Тави выходила ко мне, когда кофе заканчивался, как она всегда подгадывала этот момент – ума не приложу. Ей не нужна была каша, которую я так же с самого начала варил для двоих, а потом бросил эту затею, она довольствовалась парой яблок из заросшего садика или шла лакомиться мелкой, но сладкой земляникой на солнечной поляне за нашим домом. Вскоре я перестал удивляться, что она почти ничего не ест, принял как должное. Я много странного тогда принимал как должное и сейчас понимаю, что моя психика берегла сама себя. Ведь начать выяснять «что да почему», значило нарушить прекрасный ход этих незабываемых безмятежных месяцев.

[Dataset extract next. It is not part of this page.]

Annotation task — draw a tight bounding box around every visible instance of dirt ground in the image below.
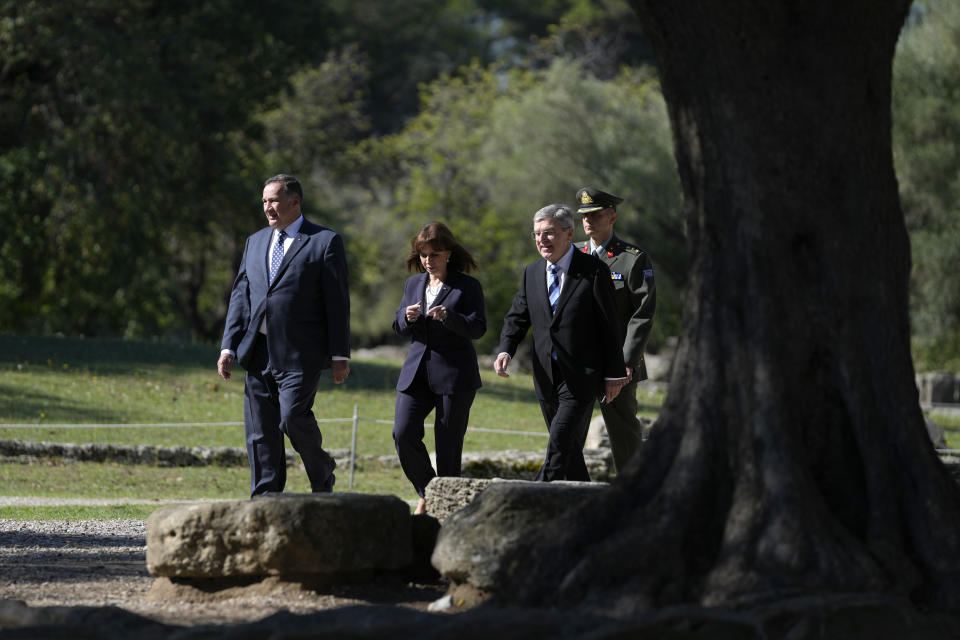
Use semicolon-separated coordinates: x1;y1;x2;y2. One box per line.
0;521;446;625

За молодым перелеском, окружающим дом, обнаружилась бойкая речушка, которую мы с друзьями не заметили в свой прошлый приезд. Через речку перекинулся старый подвесной мостик. Он сильно качался от малейшего движения и скрипел, как тысячи бесов в преисподней, но именно это делало переход по нему особенным развлечением. После завтрака мы шли купаться в прохладную речку, непуганые рыбы высовывались из-под коряг, таращились на нас удивленными круглыми глазами. Я наловчился ловить их без удочки, просто голыми руками, и в этом тоже было какое-то волшебство, сейчас я подозреваю, что Тави как-то влияла на рыб, вводила в транс, в котором они покорно ждали, пока в моих ладонях не окажется одна из них.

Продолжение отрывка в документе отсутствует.